The report also analyzed secondhand smoke from cigars and found that cigar smoke contains most of the same toxins, irritants, and carcinogens found in environmental smoke from cigarettes. Many of these compounds occur in much higher quantities in cigars, including ammonia, carbon monoxide, respirable suspended particulates, and tobacco-specific nitrosamines.

CO Levels Worse Than Freeway

Researchers who looked at the concentrations of carbon monoxide at two cigar social events in San Francisco found CO levels higher than those on a busy California freeway. This indoor exposure, if continued for 8 hours, would have exceeded the Environmental Protection Agency’s National Ambient Air Quality Standards for outdoor air.

The NCI concluded that while there have not been studies to determine the health effects of cigar socials on nonsmokers, there is "a significant body of evidence" pointing to increased lung cancer risk from secondhand smoke.

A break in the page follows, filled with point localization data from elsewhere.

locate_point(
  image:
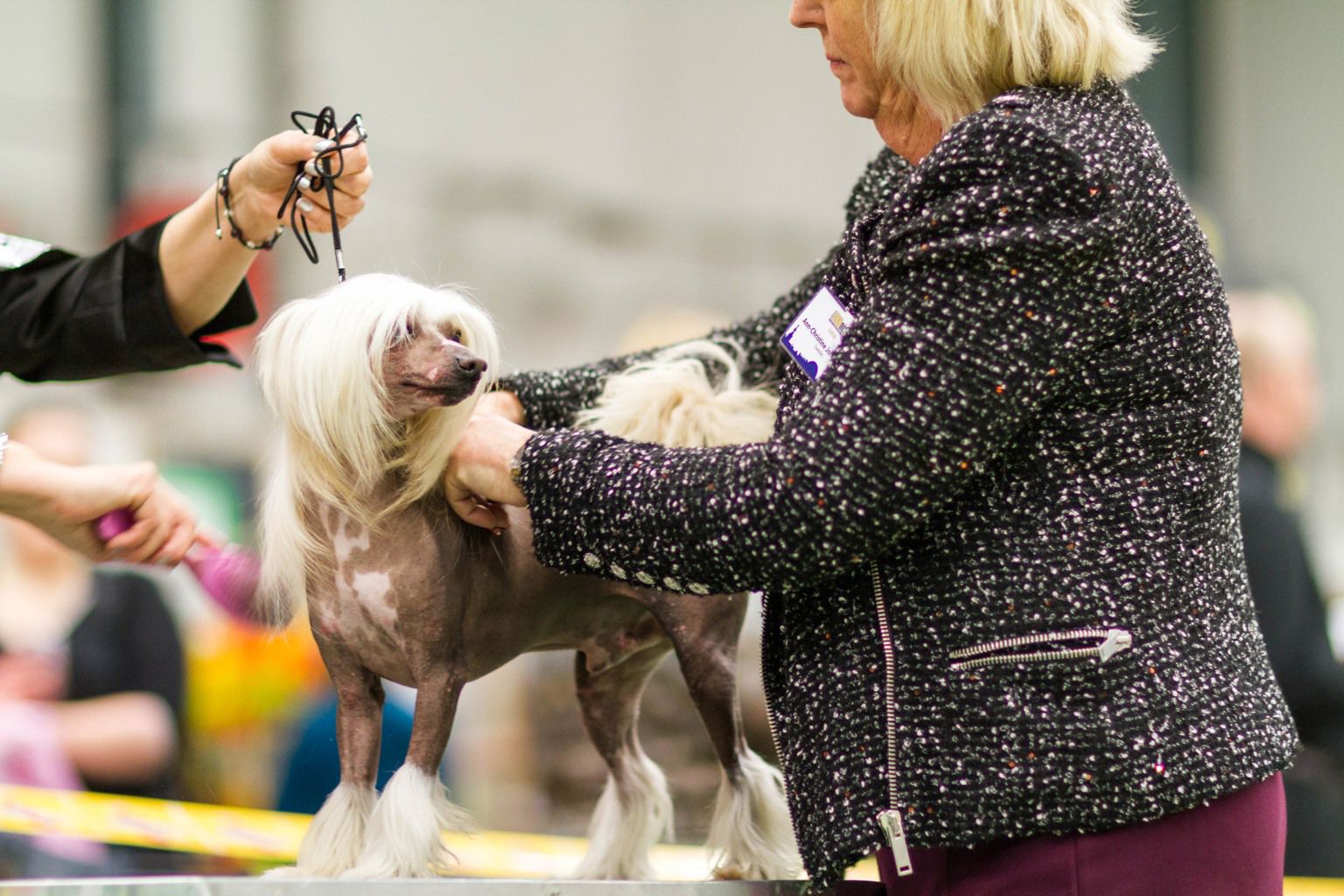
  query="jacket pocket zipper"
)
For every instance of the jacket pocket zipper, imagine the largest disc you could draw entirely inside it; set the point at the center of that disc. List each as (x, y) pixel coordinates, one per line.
(1046, 647)
(889, 820)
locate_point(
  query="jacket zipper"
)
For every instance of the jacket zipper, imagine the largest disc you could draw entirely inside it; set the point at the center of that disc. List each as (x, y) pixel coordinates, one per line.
(774, 737)
(1010, 650)
(889, 818)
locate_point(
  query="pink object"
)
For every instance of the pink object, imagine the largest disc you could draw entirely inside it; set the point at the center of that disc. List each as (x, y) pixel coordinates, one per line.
(228, 575)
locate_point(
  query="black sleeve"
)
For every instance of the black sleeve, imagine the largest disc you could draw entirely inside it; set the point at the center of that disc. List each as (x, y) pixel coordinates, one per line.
(67, 318)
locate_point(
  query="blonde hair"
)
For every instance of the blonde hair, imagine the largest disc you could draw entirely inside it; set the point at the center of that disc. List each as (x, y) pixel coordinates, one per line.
(1273, 329)
(956, 55)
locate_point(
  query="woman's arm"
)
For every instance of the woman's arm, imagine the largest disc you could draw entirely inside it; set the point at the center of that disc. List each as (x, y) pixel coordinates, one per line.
(144, 303)
(553, 398)
(976, 316)
(200, 270)
(66, 501)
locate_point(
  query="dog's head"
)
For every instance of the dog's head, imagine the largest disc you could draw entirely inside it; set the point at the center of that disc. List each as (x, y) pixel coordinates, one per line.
(375, 374)
(429, 366)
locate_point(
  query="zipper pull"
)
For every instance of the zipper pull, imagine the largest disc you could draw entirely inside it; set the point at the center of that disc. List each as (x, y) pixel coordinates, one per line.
(895, 833)
(1116, 641)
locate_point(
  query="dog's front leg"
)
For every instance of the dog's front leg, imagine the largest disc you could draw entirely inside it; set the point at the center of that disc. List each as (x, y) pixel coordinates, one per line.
(335, 838)
(405, 832)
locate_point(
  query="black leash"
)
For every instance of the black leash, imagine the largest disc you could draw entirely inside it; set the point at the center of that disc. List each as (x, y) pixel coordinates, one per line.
(323, 125)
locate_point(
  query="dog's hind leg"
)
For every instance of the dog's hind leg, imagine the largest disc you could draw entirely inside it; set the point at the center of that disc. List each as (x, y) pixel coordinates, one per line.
(750, 832)
(634, 808)
(403, 837)
(335, 838)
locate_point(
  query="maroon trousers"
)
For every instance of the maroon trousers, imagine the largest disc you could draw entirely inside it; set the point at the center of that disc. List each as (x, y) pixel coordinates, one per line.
(1233, 846)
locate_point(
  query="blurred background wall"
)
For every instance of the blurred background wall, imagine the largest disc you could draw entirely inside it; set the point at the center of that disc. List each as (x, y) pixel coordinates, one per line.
(588, 164)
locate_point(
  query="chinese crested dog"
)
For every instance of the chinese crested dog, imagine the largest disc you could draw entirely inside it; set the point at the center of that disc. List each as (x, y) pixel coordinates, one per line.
(373, 383)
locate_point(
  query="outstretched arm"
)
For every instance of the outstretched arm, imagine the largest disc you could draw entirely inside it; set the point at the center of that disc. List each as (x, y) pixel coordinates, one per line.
(200, 271)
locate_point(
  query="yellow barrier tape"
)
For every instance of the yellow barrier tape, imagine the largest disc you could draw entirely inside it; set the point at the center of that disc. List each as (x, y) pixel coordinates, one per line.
(275, 836)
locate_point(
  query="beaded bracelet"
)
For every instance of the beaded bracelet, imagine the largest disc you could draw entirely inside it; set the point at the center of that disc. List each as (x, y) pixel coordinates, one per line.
(222, 192)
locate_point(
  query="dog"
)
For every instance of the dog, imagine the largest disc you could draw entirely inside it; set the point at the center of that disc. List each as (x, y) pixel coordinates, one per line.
(373, 383)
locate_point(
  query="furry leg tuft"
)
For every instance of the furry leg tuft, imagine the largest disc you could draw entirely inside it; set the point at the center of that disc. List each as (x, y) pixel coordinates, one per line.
(335, 838)
(634, 813)
(752, 833)
(403, 835)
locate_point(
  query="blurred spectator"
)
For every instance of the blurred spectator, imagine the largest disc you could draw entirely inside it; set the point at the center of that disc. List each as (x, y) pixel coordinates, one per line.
(1280, 411)
(90, 673)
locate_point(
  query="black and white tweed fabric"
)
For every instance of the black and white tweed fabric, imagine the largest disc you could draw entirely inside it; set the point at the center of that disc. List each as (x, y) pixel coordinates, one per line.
(1030, 430)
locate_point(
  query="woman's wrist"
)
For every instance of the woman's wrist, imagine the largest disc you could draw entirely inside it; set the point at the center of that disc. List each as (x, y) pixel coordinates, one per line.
(246, 218)
(503, 403)
(515, 466)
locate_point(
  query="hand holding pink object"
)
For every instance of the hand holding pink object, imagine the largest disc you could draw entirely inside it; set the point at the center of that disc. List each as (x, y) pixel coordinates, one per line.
(228, 575)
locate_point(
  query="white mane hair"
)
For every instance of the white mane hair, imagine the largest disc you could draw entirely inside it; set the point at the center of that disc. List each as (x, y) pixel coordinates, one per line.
(320, 366)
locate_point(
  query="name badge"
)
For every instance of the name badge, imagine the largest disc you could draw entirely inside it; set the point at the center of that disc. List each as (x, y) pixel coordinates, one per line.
(816, 332)
(17, 251)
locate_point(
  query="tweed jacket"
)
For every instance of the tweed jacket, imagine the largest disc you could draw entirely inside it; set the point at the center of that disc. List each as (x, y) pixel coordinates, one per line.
(999, 536)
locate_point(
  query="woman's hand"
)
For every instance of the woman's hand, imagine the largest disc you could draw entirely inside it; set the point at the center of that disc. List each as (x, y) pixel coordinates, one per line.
(478, 480)
(200, 270)
(261, 178)
(66, 501)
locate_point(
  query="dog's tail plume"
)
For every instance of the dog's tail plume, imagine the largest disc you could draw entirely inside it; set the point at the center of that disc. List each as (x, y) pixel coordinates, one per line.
(689, 396)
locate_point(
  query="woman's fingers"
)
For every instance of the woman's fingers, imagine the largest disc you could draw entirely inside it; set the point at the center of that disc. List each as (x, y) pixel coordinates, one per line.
(164, 527)
(472, 509)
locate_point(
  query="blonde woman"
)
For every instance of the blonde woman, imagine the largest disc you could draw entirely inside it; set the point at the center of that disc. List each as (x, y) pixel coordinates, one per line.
(1007, 634)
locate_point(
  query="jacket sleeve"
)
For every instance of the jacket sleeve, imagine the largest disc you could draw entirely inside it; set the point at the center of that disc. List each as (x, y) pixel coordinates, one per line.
(553, 398)
(67, 318)
(978, 298)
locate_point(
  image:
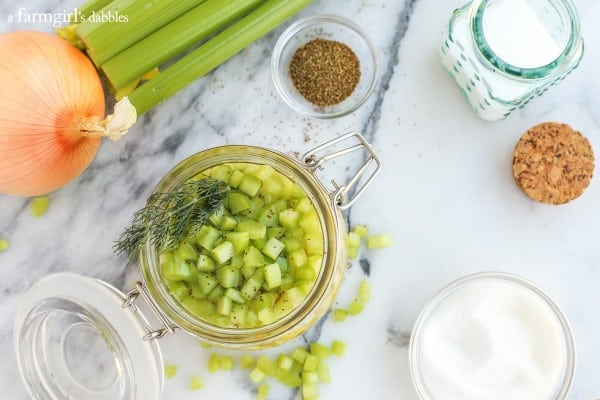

Cigar smoking is on an upward trend in the United States, with sales increasing by about 50% since 1993. The smoking of small cigars increased only a modest 13%, but consumption of large cigars has increased by 70%.

Of great concern to the NCI is that most of the increase appears to be among teenagers and young adult males who smoke occasionally. Addiction studies with cigarettes and chewing tobacco clearly show that addiction to nicotine occurs almost exclusively during adolescence and young adulthood.

The federal government is concerned that the high rate of adolescent use of cigars may result in higher rates of nicotine dependence in this age group. There are no federally mandated warning labels on cigars, as there are on cigarette packs. But most cigars do come with health warnings to comply with a 1989 California state law.